Even worse, I now see websites claiming to “use AI to generate programming project ideas.” They’re all terrible. None are good. None are even mediocre. You don’t need AI to give you the same tired suggestions to build a to-do list app or a weather app. These sites exploit AI hype to push a useless product—often to capture SEO traffic for programming courses that I assume are produced with the same low-effort mindset.
Don’t Contribute to Open Source
Or rather: don’t assume that contributing to open source is something you can effectively do as a beginner.
This is especially true for large projects such as the Linux kernel, the CPython interpreter, or major applications like GIMP or LibreOffice. Open source projects desperately need help, but meaningful help requires commitment. Mentoring and onboarding new contributors takes significant effort, and it carries the risk that someone will submit one or two bug fixes (that themselves have bugs) before ghosting forever.

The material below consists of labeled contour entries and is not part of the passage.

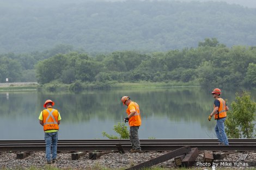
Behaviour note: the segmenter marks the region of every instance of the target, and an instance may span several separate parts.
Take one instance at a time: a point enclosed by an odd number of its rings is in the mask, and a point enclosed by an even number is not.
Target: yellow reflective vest
[[[218,114],[214,115],[215,119],[218,119],[227,117],[226,103],[225,100],[220,97],[217,99],[220,101],[220,106],[218,109]],[[215,105],[214,104],[214,108],[215,107]]]
[[[48,130],[59,130],[58,124],[58,117],[59,112],[58,110],[47,108],[42,110],[42,118],[44,122],[44,131]]]

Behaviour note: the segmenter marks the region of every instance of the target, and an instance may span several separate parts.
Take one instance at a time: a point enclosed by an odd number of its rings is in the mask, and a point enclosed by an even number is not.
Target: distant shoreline
[[[14,83],[1,83],[0,87],[11,87],[11,86],[35,86],[38,85],[37,82],[14,82]]]

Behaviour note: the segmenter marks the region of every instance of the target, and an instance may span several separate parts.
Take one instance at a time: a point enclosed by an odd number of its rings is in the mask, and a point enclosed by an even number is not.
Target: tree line
[[[255,47],[228,48],[216,39],[206,39],[197,48],[167,52],[123,51],[94,56],[77,52],[59,54],[39,61],[35,70],[42,84],[145,81],[253,87],[255,63]]]
[[[205,39],[197,48],[148,53],[89,54],[69,47],[41,53],[0,55],[1,81],[8,78],[10,82],[35,80],[41,84],[144,81],[221,88],[256,85],[256,47],[229,48],[216,39]]]

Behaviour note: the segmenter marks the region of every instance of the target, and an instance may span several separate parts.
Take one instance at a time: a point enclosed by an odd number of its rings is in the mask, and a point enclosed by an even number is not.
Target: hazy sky
[[[256,8],[256,0],[8,0],[7,2],[6,0],[0,0],[0,5],[1,4],[5,4],[7,3],[14,4],[20,4],[25,5],[27,3],[32,5],[37,5],[38,4],[44,4],[48,3],[49,5],[58,5],[59,4],[69,4],[69,3],[81,3],[85,2],[96,2],[96,1],[182,1],[182,2],[191,2],[191,1],[215,1],[215,2],[225,2],[229,4],[236,4],[243,7],[248,8]]]

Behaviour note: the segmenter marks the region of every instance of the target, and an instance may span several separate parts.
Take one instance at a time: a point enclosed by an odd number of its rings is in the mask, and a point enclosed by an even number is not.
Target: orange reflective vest
[[[218,114],[214,115],[215,119],[218,119],[227,117],[226,103],[225,100],[220,97],[217,99],[220,101],[220,106],[218,109]],[[215,108],[215,105],[214,104],[214,108]]]
[[[59,125],[58,125],[58,116],[59,112],[56,109],[47,108],[43,110],[44,131],[47,130],[59,130]]]
[[[139,112],[139,106],[137,103],[131,102],[126,109],[126,113],[128,116],[131,112],[135,111],[135,114],[129,118],[129,125],[130,127],[140,126],[141,124],[141,114]]]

That said, your perspective as a new user can be valuable for identifying gaps in documentation and onboarding materials. You can offer this when making your introduction to the team.
Also keep in mind that the biggest problems in tech are rarely technical. Contributing to open source is more about building and maintaining relationships than writing code. Trust is established slowly and requires patience.
For these reasons, I see “contribute to open source” as advice that is far too often presented without sufficient nuance.
Escaping Tutorial Hell
Escaping tutorial hell, whether you’re learning to code or learning any skill, is about making sustainable progress. There is no simple trick. Real learning is slow, includes setbacks, and must be paced for sustainability rather than quick results.
Much of this advice applies to learning anything, but I hope I’ve added some nuance to the familiar “work on your own projects” and “contribute to open source” advice you’ve likely heard before. The books I’ve written and made free (The Big Book of Small Python Projects and Python Programming Exercises, Gently Explained) are my attempt to address specific problems I’ve seen beginner programmers repeatedly encounter.
Good luck on your programming journey.